The latest in a series of articles on publishing by Ireland’s top book publishers, published on the eve of the UK referendum, has found the industry has not been particularly proactive in its lobbying for publishing to be more open.
It also found that there has been little effort to change the way book publishers conduct their business and are increasingly focused on lobbying the government for greater control over what books are published in Ireland.
In response to a query from the Irish Times on what publishers are doing to promote open publishing, a spokesman for Penguin Ireland said: “Penguin Ireland supports the UK’s referendum decision and has worked closely with the Government, the publishers, and the publishers’ association to ensure that this important issue is discussed with a level of urgency.”
In a statement, the chief executive of Penguin Ireland, Paul McNulty, said the company was looking forward to a positive outcome in the referendum and that the company had been “deeply committed to publishing books that promote open access and independence in publishing”.
He said the firm was committed to ensuring that its books are available in all digital and offline formats, and that its business model was designed to maximise the value of its books in Ireland and the wider world.

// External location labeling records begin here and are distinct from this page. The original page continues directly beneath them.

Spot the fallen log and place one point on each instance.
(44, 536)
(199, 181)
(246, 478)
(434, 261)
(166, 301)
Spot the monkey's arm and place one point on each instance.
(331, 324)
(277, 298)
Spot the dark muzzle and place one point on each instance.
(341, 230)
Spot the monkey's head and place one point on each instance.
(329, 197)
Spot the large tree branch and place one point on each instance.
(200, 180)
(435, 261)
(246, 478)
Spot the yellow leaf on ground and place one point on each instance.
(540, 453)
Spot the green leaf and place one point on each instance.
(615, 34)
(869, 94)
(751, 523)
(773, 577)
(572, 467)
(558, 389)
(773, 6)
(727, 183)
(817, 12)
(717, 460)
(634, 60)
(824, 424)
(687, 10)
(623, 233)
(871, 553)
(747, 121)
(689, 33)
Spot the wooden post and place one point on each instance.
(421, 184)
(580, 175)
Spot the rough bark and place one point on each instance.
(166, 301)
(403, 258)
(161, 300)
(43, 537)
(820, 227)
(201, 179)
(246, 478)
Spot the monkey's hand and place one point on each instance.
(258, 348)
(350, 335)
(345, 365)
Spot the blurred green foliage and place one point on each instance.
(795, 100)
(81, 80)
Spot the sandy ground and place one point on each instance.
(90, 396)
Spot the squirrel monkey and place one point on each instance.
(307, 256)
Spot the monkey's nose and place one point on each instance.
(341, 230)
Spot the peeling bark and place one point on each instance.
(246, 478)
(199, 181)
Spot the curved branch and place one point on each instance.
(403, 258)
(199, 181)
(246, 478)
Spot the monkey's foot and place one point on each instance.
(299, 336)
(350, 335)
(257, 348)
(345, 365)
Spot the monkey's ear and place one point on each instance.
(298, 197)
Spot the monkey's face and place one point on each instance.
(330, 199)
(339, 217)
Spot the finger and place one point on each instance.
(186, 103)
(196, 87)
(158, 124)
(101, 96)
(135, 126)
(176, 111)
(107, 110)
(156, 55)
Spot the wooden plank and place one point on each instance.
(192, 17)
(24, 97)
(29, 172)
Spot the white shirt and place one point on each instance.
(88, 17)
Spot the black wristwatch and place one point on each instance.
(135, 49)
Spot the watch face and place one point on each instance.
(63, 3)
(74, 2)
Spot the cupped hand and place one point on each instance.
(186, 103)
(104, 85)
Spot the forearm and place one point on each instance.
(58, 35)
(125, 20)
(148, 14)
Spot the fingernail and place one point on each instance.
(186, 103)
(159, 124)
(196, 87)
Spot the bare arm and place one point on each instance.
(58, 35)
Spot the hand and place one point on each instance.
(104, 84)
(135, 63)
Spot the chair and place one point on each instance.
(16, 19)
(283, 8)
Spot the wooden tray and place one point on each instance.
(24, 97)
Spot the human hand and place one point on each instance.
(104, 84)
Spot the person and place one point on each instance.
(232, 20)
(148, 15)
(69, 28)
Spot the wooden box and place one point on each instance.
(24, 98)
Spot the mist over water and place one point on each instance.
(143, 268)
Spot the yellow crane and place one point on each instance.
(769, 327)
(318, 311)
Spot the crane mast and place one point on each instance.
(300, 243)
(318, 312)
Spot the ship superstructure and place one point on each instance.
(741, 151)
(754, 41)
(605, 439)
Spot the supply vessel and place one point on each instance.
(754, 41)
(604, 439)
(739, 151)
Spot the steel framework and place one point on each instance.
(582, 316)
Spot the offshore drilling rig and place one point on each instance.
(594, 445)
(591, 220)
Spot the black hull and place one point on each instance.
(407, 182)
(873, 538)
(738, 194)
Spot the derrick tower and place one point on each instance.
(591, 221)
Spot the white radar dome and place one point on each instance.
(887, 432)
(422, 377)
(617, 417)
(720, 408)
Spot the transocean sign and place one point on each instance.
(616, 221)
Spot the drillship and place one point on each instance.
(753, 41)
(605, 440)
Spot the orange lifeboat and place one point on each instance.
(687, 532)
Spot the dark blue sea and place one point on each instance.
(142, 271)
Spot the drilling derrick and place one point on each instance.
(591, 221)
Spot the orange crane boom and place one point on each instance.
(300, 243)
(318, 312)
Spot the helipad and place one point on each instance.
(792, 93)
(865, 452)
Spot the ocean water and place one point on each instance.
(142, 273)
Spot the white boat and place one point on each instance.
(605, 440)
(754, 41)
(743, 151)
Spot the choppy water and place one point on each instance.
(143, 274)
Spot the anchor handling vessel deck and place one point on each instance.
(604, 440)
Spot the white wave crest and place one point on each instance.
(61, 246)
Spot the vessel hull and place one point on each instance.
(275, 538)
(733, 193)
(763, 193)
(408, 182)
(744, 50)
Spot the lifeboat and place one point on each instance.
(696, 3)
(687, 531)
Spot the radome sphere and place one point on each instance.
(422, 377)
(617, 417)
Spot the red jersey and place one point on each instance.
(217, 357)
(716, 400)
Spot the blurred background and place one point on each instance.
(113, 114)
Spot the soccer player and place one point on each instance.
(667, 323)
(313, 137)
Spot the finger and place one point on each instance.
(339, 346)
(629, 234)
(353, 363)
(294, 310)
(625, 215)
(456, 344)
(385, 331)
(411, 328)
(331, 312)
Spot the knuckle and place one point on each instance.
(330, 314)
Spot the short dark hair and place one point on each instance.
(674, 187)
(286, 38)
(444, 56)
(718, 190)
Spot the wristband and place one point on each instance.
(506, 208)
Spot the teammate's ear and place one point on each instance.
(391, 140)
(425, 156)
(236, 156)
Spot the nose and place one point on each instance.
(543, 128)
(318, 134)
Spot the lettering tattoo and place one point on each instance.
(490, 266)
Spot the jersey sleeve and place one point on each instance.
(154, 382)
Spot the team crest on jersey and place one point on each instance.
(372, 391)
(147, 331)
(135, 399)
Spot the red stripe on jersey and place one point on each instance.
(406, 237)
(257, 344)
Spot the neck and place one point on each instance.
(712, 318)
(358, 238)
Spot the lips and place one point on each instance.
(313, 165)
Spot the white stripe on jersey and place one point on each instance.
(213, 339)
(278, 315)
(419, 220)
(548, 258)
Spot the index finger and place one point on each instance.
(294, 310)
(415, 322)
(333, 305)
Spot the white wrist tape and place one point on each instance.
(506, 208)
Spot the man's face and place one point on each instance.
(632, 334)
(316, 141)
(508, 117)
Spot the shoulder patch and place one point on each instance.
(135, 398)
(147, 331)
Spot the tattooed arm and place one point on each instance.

He added that the firm “will continue to publish in all formats in Ireland”.
Mr McNulty added that while he was not aware of any major changes in the industry, the company would be working with the Department of Education to ensure the book industry was included in the Brexit negotiations.
Penguins book sales in Ireland were down by about 15 per cent on the year before the Brexit vote, and it is thought the company has been struggling to recover.
Last year, the Irish Independent published an investigation into the business of Penguin and revealed that some of its authors had been paid to write for other companies.
The Independent also revealed that the publishing company had spent millions of pounds lobbying against the UK government, and had received $1 million from a political party that wanted to see the country leave the EU.
The company has not responded to requests for comment.